The free group on $X$ is a group $F$ together with a set map $u\colon X\to F$ such that for every group $G$ and every set map $v\colon X\to G$, there exists a unique group homomorphism $\phi\colon F\to G$ such that $v=f\circ u$. (Technically we should distinguish between the group and its underlying set, but almost nobody does that; one notable exception is George Bergman in his Invitation to General Algebra and Universal Constructions.) You can construct an instantiation of $F$ in many ways; if you want to think of $F$ as the set of reduced group words on $X$ with concatenation-and-cancellation as the operation, that's fine. The existence of the morphism $\phi$ given any $v\colon X\to G$ is called the "universal property of the free group $F$."
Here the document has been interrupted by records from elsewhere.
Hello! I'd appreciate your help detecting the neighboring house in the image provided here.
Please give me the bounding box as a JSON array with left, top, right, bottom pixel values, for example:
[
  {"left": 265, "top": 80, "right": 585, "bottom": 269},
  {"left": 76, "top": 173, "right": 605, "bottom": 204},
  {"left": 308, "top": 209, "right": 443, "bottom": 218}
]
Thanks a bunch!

If $G$ is any group, and $X$ is a subset of (the underlying set of) $G$ such that $\langle X\rangle = G$, then the set embedding $X\hookrightarrow G$ gives a homomorphism $\phi\colon F\to G$, by the universal property of the free group. This is a surjective map (since the image contains $X$ and hence contains $\langle X\rangle=G$). So we know, from the isomorphism theorems, that $G\cong F/N$, where $N=\ker(\phi)$.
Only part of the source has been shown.